Francis, I don't mind the criticism, but it is not warranted this time. Corbeled vaults are actually traditional. One very famous example is the Galloway oratory, an early Irish church that also happens to be dry laid.
My little building does not really compare, but there is almost four tons of stone in the roof. I think it would have collapsed during construction if it was going to.
The Galloway I found is only 10' wide and was lime mortared. It has 3' thick walls and when you add the two walls it deducts 6' from the span.Yes they lable it a corbelled valt but when looking at the walls they are really practically built like two leaning stone walls, especially the exterior. and very steep! When those two leaning 36'' walls [or so called corbelled walls ] meet at the middel of the 10ft.building 1/3 of of eadc 36'' wall is actually plumb over the spring point.
All that I read srtesses that thes type arches are not for spans to boast about......and they all stress large walls to counter act the corbel and bolster the side walls.
There are those corbelled vaults which are nothing more than large stones stepped in with a cap stone atop; there are the leaning type such as the building you specified ,.quite steep and laid with the stones pitched somewhat to shed water;and there are false corbells which are made with large flat corbelled stone and covered over with thin stones in a shingle like fashion.
Now if you are doing a circular vault the span and and roof pitch are key ans common sense would depict. They span is the mid point minus the wall thicknessand I don't remeber you mentioning it nor has anyone asked,.. before they cheerlead.
As it appears by looking at your roof it isn't very thick and the stones are very flat. It is suggested practice that you incline the stones so they not only shed water but form a circular arch and lock tight with gravity! To lay in this pitched circular fashion and acheive a wedged
circlular course on each course they need some thickness or they simply will buckle and miss meet i.e. like laying slate.
To lay such thin stones so flat with no counter weight [width of the corbelled roof stone] you are basically building a flat frizbee which can have a tin can effect, had it not been for the cement.
What is the span and how thick is the roof,.. and is it a dummy?

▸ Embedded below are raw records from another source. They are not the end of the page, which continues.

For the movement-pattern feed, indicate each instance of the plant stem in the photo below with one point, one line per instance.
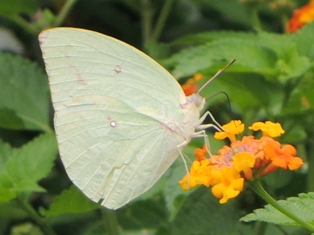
(64, 12)
(47, 230)
(258, 188)
(310, 160)
(111, 221)
(161, 20)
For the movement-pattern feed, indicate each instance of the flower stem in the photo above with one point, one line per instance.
(258, 188)
(147, 15)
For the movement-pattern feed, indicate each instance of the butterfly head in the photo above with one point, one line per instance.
(198, 100)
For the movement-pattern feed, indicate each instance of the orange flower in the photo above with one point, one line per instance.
(199, 174)
(230, 130)
(229, 186)
(301, 17)
(189, 87)
(244, 160)
(268, 128)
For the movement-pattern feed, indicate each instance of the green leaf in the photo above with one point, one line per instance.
(71, 200)
(25, 166)
(24, 98)
(201, 213)
(250, 56)
(304, 38)
(14, 7)
(302, 206)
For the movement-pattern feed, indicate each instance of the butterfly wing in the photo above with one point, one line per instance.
(111, 104)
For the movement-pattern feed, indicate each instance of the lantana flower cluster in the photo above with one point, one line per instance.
(189, 87)
(244, 160)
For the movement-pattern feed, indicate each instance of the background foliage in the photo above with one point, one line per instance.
(272, 79)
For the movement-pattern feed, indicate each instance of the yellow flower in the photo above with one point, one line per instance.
(268, 128)
(301, 17)
(231, 129)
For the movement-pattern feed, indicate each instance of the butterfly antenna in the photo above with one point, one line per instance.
(216, 75)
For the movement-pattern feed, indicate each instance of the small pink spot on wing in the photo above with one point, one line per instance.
(113, 124)
(118, 69)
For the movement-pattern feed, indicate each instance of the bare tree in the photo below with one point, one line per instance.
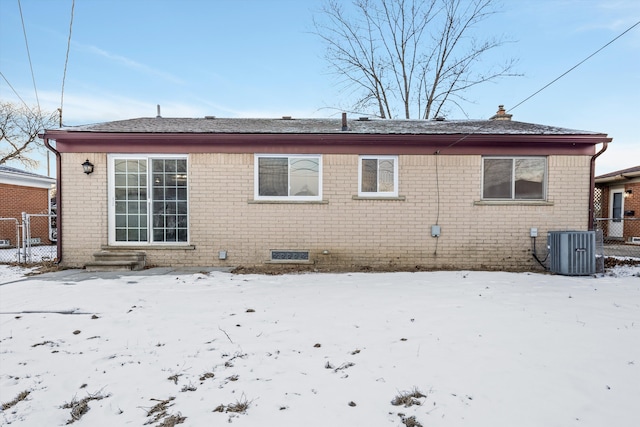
(19, 127)
(409, 57)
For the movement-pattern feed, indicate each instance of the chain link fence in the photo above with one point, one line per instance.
(620, 232)
(28, 242)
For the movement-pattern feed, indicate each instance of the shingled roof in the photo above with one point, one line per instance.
(286, 125)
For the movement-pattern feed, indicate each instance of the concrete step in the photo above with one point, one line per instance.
(117, 261)
(113, 266)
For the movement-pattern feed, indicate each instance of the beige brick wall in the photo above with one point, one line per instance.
(356, 233)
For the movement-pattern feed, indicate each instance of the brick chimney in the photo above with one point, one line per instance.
(501, 114)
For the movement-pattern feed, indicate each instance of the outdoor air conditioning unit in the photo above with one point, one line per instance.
(572, 253)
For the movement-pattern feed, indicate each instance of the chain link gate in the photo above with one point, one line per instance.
(620, 232)
(9, 240)
(29, 242)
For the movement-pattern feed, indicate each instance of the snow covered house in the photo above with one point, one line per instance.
(333, 194)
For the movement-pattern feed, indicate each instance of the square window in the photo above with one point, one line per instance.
(293, 177)
(378, 176)
(514, 178)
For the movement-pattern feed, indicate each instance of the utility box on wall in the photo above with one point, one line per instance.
(572, 253)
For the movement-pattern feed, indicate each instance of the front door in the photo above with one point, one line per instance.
(616, 206)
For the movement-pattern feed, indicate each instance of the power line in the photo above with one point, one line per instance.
(66, 60)
(545, 86)
(33, 77)
(574, 67)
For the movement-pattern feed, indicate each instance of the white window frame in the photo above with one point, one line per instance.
(111, 221)
(513, 197)
(393, 193)
(256, 178)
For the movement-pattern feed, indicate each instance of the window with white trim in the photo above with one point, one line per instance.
(288, 177)
(514, 178)
(378, 176)
(148, 199)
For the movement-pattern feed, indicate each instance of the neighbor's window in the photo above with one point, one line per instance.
(149, 202)
(378, 176)
(514, 178)
(288, 177)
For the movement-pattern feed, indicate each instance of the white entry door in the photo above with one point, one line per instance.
(616, 209)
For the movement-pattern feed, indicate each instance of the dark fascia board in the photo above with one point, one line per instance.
(98, 142)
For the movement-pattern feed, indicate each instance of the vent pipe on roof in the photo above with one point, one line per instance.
(501, 114)
(344, 122)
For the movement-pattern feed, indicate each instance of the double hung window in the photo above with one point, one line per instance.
(514, 178)
(378, 176)
(288, 177)
(148, 199)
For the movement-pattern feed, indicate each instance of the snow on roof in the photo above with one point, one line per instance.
(9, 175)
(288, 125)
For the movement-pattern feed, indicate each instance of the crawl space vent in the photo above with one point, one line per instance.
(289, 256)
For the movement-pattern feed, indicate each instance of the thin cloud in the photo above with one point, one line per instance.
(129, 63)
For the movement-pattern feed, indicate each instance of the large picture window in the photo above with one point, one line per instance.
(148, 200)
(378, 176)
(514, 178)
(288, 177)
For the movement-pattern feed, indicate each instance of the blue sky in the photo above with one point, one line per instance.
(259, 58)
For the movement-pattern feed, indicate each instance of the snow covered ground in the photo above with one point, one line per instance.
(460, 348)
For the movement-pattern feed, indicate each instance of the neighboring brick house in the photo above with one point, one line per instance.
(26, 192)
(619, 211)
(335, 194)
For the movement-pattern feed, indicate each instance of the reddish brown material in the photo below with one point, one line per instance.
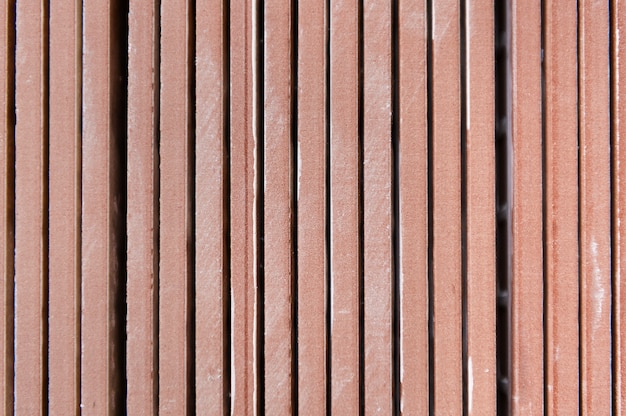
(6, 212)
(30, 206)
(526, 284)
(618, 90)
(211, 261)
(446, 194)
(480, 381)
(64, 207)
(413, 209)
(174, 211)
(311, 193)
(561, 238)
(141, 218)
(100, 210)
(344, 207)
(243, 201)
(278, 247)
(377, 170)
(595, 208)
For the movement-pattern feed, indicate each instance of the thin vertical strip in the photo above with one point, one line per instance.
(277, 212)
(618, 150)
(377, 176)
(413, 206)
(7, 202)
(101, 207)
(311, 200)
(595, 207)
(446, 171)
(243, 197)
(344, 209)
(65, 170)
(525, 202)
(30, 207)
(142, 217)
(480, 209)
(561, 240)
(211, 260)
(175, 210)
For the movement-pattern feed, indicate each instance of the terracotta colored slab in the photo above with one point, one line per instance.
(7, 225)
(413, 209)
(211, 261)
(618, 90)
(595, 208)
(174, 209)
(345, 265)
(525, 201)
(65, 207)
(446, 194)
(311, 194)
(278, 247)
(100, 238)
(142, 211)
(377, 204)
(243, 200)
(561, 238)
(480, 199)
(30, 209)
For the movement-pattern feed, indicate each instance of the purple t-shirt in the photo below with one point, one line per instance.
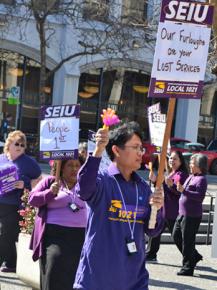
(27, 169)
(171, 204)
(105, 263)
(190, 202)
(60, 213)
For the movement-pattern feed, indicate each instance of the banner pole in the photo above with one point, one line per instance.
(160, 175)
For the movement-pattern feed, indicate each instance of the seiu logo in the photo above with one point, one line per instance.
(187, 11)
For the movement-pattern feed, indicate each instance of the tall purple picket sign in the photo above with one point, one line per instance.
(181, 50)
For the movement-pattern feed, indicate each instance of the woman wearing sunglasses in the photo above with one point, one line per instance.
(29, 173)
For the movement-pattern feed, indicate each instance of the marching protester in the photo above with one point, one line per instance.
(59, 230)
(178, 173)
(190, 213)
(29, 173)
(113, 255)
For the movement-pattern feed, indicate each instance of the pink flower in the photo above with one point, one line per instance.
(51, 163)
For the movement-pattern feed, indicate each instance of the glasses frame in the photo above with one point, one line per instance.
(17, 144)
(137, 148)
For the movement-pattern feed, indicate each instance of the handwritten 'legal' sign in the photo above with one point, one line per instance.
(59, 132)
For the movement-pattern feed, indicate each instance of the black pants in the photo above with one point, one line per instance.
(9, 231)
(61, 253)
(154, 242)
(184, 235)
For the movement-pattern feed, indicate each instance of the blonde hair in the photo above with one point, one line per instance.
(10, 139)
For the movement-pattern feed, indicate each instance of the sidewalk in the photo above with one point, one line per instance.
(163, 273)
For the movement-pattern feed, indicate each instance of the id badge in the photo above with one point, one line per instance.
(131, 246)
(74, 207)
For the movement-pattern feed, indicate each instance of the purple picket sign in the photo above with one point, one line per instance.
(8, 176)
(187, 12)
(60, 111)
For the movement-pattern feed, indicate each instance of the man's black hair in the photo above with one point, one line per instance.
(120, 135)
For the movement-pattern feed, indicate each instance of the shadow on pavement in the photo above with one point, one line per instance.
(172, 285)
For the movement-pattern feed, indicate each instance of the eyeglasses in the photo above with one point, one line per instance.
(137, 148)
(19, 145)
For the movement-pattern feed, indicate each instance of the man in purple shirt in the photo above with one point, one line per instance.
(113, 255)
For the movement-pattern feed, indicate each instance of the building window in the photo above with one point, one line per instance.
(134, 12)
(96, 10)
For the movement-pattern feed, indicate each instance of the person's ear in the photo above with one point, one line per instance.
(115, 150)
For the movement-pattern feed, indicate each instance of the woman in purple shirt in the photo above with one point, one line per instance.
(178, 174)
(190, 213)
(59, 227)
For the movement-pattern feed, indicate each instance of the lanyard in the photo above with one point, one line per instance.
(122, 197)
(69, 192)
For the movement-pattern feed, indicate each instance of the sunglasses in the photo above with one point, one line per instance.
(19, 144)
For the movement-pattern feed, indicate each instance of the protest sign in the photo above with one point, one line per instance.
(157, 125)
(8, 176)
(59, 132)
(181, 50)
(179, 62)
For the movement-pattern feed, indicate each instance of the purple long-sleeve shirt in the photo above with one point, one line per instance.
(53, 210)
(190, 202)
(105, 263)
(171, 199)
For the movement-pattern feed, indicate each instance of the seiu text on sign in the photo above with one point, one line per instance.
(187, 11)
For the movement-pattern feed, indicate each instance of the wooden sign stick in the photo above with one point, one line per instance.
(57, 177)
(160, 176)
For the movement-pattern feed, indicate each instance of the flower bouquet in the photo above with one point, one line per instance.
(27, 270)
(28, 215)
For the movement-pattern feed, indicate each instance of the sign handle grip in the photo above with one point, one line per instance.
(57, 177)
(160, 175)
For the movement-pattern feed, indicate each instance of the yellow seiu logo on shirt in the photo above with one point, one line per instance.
(119, 213)
(115, 205)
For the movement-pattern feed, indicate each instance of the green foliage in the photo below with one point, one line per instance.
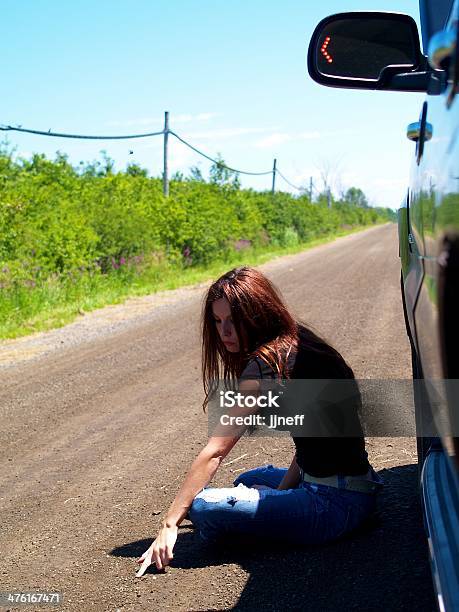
(356, 197)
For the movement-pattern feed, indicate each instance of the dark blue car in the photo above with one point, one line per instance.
(383, 51)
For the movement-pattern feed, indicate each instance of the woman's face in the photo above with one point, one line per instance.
(225, 326)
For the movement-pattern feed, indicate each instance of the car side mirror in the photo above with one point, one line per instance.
(368, 50)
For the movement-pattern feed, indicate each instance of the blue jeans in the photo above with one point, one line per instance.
(308, 514)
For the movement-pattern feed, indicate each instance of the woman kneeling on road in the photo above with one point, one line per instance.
(329, 489)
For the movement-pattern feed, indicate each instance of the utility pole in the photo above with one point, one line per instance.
(165, 170)
(274, 177)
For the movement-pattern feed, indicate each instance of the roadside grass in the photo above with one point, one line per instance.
(58, 301)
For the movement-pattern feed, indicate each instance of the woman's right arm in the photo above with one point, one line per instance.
(201, 472)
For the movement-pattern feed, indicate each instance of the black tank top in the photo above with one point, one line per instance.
(318, 456)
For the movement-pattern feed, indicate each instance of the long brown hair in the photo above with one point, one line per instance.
(264, 326)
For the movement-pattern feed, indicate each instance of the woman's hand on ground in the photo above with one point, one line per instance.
(160, 552)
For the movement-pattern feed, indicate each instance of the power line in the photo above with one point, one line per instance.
(288, 182)
(215, 161)
(164, 132)
(7, 128)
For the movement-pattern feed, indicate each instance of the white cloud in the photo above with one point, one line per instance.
(224, 133)
(281, 137)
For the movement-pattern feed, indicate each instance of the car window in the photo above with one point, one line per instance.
(434, 15)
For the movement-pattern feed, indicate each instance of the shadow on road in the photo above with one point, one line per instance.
(382, 565)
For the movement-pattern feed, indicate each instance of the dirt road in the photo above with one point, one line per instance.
(101, 419)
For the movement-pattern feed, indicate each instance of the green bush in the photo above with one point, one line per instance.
(55, 219)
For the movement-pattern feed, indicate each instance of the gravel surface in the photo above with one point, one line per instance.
(101, 419)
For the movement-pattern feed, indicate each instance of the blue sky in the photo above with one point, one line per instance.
(231, 74)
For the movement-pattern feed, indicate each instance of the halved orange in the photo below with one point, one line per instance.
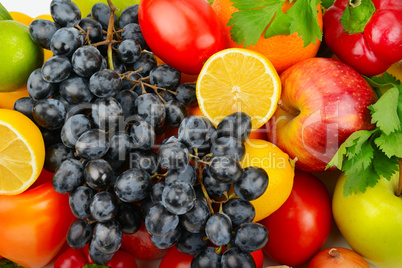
(22, 152)
(238, 79)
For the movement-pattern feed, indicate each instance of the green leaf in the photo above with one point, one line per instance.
(385, 112)
(338, 158)
(251, 20)
(359, 181)
(305, 23)
(383, 165)
(390, 144)
(279, 26)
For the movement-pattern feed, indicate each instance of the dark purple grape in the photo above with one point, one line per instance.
(178, 197)
(103, 206)
(86, 61)
(229, 146)
(251, 236)
(68, 176)
(151, 109)
(38, 88)
(185, 174)
(193, 131)
(237, 125)
(219, 229)
(206, 258)
(129, 15)
(173, 155)
(73, 128)
(49, 113)
(65, 13)
(239, 211)
(186, 94)
(42, 31)
(133, 31)
(142, 134)
(144, 159)
(175, 113)
(107, 236)
(24, 105)
(79, 234)
(79, 200)
(65, 41)
(107, 113)
(75, 90)
(129, 218)
(159, 221)
(251, 184)
(133, 185)
(98, 174)
(225, 169)
(129, 51)
(165, 76)
(55, 154)
(92, 144)
(195, 220)
(191, 243)
(146, 61)
(235, 258)
(95, 33)
(105, 83)
(56, 69)
(167, 240)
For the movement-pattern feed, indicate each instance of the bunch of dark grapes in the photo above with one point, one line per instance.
(102, 103)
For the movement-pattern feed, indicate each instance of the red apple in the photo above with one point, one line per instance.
(323, 101)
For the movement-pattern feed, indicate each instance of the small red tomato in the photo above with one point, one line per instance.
(338, 257)
(183, 33)
(300, 227)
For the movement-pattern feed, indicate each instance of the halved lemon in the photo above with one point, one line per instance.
(22, 152)
(238, 79)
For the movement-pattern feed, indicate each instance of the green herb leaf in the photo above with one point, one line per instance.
(385, 112)
(390, 144)
(254, 17)
(305, 23)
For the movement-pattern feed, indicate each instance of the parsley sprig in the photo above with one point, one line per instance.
(366, 156)
(254, 17)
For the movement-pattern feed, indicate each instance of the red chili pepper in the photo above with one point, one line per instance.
(78, 258)
(366, 35)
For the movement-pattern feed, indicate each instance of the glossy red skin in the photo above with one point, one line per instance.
(78, 258)
(183, 33)
(34, 225)
(374, 50)
(329, 102)
(300, 227)
(140, 245)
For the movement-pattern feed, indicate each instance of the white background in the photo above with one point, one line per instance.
(35, 8)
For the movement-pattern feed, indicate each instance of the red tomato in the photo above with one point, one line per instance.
(183, 33)
(300, 227)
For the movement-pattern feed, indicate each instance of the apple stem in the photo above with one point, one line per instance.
(334, 253)
(400, 177)
(290, 111)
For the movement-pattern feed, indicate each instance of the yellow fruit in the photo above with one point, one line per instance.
(280, 170)
(22, 152)
(238, 79)
(19, 55)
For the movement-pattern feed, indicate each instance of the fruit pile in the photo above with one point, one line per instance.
(188, 130)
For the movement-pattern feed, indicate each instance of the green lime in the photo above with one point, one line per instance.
(19, 55)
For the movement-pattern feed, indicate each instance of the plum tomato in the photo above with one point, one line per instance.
(300, 227)
(183, 33)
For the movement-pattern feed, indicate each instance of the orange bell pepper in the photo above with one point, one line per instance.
(34, 225)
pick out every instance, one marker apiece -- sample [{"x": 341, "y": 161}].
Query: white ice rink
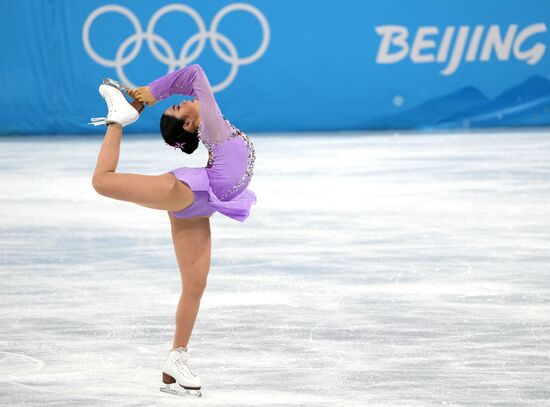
[{"x": 375, "y": 270}]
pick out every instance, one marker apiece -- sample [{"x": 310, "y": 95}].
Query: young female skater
[{"x": 189, "y": 195}]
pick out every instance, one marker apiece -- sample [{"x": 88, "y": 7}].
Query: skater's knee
[
  {"x": 194, "y": 288},
  {"x": 101, "y": 183}
]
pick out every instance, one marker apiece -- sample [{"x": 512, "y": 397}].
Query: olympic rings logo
[{"x": 168, "y": 57}]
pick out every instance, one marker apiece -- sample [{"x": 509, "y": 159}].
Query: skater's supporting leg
[{"x": 192, "y": 244}]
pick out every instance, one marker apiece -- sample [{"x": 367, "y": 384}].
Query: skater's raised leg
[{"x": 192, "y": 245}]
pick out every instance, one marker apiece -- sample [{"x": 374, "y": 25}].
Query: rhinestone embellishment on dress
[{"x": 235, "y": 132}]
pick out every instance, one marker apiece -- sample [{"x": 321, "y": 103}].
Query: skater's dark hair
[{"x": 174, "y": 135}]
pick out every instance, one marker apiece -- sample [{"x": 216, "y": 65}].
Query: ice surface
[{"x": 375, "y": 270}]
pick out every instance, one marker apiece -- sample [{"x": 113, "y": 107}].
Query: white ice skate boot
[
  {"x": 175, "y": 370},
  {"x": 120, "y": 110}
]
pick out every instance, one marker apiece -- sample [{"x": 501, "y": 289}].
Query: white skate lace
[
  {"x": 97, "y": 121},
  {"x": 182, "y": 361}
]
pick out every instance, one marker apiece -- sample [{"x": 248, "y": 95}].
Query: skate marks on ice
[{"x": 380, "y": 270}]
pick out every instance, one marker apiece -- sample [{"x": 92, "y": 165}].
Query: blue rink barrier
[{"x": 283, "y": 65}]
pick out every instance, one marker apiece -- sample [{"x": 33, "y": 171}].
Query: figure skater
[{"x": 189, "y": 195}]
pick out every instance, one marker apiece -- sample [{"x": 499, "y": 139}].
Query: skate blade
[
  {"x": 181, "y": 391},
  {"x": 124, "y": 89},
  {"x": 116, "y": 84}
]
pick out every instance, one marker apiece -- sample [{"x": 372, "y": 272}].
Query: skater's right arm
[{"x": 192, "y": 81}]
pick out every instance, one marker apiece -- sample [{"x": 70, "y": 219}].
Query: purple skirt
[{"x": 207, "y": 202}]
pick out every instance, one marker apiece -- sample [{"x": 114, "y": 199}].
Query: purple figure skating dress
[{"x": 222, "y": 185}]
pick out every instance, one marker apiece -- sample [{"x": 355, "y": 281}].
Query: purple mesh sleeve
[{"x": 192, "y": 81}]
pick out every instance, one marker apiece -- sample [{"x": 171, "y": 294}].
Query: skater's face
[{"x": 188, "y": 112}]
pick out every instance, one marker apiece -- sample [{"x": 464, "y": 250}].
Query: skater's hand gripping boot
[{"x": 120, "y": 110}]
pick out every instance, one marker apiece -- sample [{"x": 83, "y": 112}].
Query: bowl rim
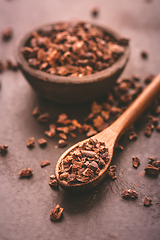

This is what any intelligent person would ask......Fundi you started asking about lap which was a start....but you dropped the ball with what is important.
Bill you are very polite and talented.......I can see what your doing and it's not a walk in the park with masonry...stone work is very trying and just when you think you have it licked it bites you in the butt....I used to go to disco's with nearly ten fingers taped....stop on the way home at 3 in the morning and joint off the stone work!
never did like gloves..
I'm sure your roof is bonded well enough ....tell me though why didn't you use a thicker stone.
Alot of the corbelled vaults use large cap stones....think about it...the perimeter of the large cap stone lays over the lighter ends of the inner corbels which have 1/3 of their tail ends nearly PLUMB OVER THE SPRING POINT "timeless teeterless". i.e the dummy thin stones over it can hide it all if need be. strength then beauty?